Module collect_aesop1

A script to run a reading experiment. Text stimulus, verbal response. It puts text up on a screen, the subject reads it, and the program records what the subject says. It is designed for recording largish blocks of text (paragraph sized) but is flexible and automated.

Usage

Run it as:

       collect_data -d some_directory groupname

and it will read some_directory/stimuli/groupname.fiat display stimuli, record speech, and write some_directory/response/groupname/datecode.fiat that contains all the input stimuli, along with metadata. It also produces one .wav file per utterance, named some_directory/response/groupname/datecode/StimulusNumber_RepetitionNumber.wav

These are Fiat 1.2 format data files, and can be read with gmisclib.fiatio from the Sourceforge speechresearch project. The Fiat format is defined at http://www.phon.ox.ac.uk/files/pdfs/fiat.pdf.

Features

Source code is available, so it can be modified as necessary.
Written with in Python using the widely available GTK package for ease of installation.
Instructions to the subject and the texts the subject reads can be written in any Unicode characters, so the software can be used for most languages.
Customizeable via a file to defines the experiment.
Yields a file of metadata describing exactly what went on.
Suitable for reading paragraph-sized chunks of text.

Operation

The software can be conveniently run if the experimenter has the keyboard and the subject has the mouse.
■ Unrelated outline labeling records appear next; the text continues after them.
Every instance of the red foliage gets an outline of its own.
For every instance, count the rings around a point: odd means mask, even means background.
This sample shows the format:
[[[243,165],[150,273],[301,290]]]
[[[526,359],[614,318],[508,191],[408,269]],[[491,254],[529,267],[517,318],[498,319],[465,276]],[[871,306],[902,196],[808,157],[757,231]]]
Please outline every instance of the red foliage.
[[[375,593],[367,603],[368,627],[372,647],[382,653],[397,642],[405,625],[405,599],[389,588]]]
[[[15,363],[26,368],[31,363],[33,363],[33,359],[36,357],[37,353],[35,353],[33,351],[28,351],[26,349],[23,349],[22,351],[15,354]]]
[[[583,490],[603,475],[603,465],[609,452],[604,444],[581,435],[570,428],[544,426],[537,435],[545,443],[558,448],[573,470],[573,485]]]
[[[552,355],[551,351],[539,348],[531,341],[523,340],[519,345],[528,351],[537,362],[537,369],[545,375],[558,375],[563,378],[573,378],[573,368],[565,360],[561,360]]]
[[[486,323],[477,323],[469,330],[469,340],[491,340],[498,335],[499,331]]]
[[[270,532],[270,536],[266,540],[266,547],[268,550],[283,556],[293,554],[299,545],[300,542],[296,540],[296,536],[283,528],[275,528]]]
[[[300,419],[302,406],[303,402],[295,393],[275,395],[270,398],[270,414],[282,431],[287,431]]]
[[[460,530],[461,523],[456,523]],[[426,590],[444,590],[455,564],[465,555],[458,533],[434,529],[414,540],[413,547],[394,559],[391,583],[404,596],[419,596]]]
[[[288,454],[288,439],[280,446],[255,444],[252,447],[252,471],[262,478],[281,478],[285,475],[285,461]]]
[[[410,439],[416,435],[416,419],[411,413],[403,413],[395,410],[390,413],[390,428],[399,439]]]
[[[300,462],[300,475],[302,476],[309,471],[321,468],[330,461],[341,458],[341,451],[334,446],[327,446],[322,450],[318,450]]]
In the body of the experiment, the subject clicks "next" to see a prompt, then speaks. Then, the experimenter types "q" to terminate the recording. The software then pauses, waiting for the subject to click "Next" (to go on to the next stimulus) or "Repeat" to read the stimulus again. Alternatively, the experimenter can hit the space bar to go forward, or the "r" key to repeat a reading.

Note that the software can enforce a limit on how many times a text can be read, via the Maxreps value.

If the experimenter types 's', the recording is terminated and deleted, effectively skipping that stimulus. A comment is left in the output file, but no other metadata for this utterance. The experimenter can also type "x" -- this acts like "q", but leaves a mark in the "flag" column.

The software records one audio .wav file for each line in the control file, and writes one line in the output metadata file.

In typical operation, the groupname selects which experimental group a given subject is in. A subject is then simply identified by the filename of the output metadata file, so the data is naturally anonymized.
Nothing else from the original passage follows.